I continue to like being home with my children. Even though sometimes they are ridiculously loud and suck up huge amounts of my introverted energy, they fill the house with laughter and songs, which also rejuvenates my spirit.

Also, it was good that I came along. It certainly was not the emotionally taxing, socially-energy draining trip I was expecting, but it definitely had enough push out of my comfort zone to make me excited to return home.

The final thing I decided (and this is obviously a personal preference) was that a big house would make me very lonely. I like hearing my kids chatter in their rooms while I fold laundry in the living room, or hearing them play in the basement as I concoct my supper creation.

All in all, my life is great, blessed in so many ways. It took a four day trip ¼ of the way across the country to remind me of that, but I’m thankful I had the opportunity.
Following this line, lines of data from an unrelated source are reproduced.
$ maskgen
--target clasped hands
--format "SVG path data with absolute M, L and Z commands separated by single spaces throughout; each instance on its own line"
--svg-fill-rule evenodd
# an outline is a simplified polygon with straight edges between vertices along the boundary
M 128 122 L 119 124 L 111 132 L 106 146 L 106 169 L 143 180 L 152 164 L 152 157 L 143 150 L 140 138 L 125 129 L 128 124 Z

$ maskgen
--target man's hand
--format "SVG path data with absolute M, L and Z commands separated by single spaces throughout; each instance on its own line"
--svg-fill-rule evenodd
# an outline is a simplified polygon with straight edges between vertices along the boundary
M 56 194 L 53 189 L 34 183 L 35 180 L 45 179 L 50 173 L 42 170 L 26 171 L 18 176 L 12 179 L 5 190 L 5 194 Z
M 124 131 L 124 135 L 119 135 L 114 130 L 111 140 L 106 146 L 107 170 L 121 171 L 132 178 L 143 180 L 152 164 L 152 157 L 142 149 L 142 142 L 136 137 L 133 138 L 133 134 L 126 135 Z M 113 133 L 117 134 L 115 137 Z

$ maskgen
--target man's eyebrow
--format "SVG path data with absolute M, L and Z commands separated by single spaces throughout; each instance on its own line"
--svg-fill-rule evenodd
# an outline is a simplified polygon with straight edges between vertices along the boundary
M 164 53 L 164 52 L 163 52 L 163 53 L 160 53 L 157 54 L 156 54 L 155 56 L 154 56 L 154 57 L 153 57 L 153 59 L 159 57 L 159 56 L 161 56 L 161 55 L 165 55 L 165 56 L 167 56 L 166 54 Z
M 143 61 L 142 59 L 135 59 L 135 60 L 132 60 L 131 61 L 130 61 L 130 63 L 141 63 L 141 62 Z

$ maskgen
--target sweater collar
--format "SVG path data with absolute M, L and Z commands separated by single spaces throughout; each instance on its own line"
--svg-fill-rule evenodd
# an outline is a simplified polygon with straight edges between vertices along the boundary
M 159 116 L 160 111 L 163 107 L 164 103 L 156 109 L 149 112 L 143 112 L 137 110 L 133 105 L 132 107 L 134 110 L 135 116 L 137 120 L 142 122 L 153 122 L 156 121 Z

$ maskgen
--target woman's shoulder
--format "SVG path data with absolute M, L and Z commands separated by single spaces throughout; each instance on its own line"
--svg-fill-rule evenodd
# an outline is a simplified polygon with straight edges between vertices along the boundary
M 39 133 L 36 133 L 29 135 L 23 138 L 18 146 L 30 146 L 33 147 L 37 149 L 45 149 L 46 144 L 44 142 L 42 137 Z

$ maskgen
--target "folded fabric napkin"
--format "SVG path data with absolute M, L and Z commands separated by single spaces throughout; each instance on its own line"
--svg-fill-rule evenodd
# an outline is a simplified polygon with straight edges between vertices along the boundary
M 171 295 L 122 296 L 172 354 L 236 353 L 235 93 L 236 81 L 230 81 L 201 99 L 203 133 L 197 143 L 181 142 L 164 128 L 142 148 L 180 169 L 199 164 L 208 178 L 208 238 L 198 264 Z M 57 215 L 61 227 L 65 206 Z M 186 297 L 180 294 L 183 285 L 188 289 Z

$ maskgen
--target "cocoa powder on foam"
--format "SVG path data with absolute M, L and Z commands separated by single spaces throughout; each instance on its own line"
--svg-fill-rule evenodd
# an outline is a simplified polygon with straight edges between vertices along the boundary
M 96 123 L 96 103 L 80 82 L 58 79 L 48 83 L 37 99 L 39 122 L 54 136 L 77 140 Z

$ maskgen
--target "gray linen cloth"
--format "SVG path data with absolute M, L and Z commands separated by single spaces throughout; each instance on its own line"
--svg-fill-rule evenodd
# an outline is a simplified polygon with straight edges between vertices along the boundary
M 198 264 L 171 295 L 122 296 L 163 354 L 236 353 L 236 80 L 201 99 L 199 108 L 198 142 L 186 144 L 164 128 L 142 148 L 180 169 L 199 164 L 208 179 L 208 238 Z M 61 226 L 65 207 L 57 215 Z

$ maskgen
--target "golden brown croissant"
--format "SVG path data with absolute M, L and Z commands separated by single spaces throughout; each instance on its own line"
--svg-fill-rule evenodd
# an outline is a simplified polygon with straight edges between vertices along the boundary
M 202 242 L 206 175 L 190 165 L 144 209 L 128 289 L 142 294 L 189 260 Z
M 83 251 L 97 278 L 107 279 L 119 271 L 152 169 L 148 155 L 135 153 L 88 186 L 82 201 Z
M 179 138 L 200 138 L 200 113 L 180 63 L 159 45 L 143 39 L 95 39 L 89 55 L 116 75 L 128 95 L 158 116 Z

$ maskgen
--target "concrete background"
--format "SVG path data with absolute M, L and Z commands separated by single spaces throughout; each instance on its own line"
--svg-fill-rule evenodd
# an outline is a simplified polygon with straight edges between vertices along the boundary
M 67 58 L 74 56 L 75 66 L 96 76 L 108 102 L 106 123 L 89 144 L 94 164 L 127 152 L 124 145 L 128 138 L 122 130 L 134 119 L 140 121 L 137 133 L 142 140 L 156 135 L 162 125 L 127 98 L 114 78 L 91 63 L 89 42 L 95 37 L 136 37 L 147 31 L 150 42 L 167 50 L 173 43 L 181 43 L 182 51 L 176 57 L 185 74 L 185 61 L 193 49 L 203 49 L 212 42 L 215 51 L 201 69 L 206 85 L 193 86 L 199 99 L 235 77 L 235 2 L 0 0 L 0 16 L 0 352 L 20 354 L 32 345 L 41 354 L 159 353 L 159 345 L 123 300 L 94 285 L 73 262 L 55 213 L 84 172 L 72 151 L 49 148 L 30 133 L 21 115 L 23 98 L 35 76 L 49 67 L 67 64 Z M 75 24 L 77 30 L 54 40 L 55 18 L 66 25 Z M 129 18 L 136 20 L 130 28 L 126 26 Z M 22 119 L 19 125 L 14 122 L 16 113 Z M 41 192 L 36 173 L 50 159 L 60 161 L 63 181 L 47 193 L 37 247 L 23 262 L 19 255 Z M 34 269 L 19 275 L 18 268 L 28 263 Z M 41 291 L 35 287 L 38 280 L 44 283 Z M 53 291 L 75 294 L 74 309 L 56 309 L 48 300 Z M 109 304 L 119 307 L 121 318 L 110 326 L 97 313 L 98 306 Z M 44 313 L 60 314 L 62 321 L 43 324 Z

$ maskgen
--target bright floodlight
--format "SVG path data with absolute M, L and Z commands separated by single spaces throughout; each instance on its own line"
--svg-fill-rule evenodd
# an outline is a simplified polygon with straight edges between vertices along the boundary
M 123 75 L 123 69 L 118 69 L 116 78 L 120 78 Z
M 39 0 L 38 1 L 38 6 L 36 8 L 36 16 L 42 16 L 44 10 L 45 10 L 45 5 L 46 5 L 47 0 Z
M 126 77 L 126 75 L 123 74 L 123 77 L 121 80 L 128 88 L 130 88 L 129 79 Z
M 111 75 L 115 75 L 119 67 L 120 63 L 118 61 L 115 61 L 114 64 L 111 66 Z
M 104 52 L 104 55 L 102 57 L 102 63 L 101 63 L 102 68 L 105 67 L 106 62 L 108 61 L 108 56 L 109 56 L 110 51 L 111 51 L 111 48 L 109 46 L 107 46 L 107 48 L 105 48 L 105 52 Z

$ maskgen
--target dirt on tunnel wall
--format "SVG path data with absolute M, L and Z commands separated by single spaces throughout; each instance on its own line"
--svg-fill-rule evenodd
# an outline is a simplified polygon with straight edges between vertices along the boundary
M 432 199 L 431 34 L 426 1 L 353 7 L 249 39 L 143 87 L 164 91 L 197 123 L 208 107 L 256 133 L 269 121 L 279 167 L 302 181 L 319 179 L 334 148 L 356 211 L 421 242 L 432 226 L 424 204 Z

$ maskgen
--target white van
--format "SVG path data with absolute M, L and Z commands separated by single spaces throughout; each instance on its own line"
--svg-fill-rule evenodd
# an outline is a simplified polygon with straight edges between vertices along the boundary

And if you ever happen to be near Fortville, Indiana around the weekend of July 14th and you happen to see a large pink elephant, drop in and have some fun celebrating Bastille Day.

pink elephant

P.S. Several of you have sent me the link  6 Things You Thought Wrong about Introverts, and I thought it was a great (concise) article about introverts and the way we are (wrongly) perceived by extroverts. Lest you think otherwise, I do love being with people. I wouldn’t call myself shy—especially one-on-one, and I may talk your ear off if we hit the right subject. But I do need to re-charge by having alone time, especially if I’m “in deep” with new people and situations. And just to add another great link, check out 10 Myths About Introverts.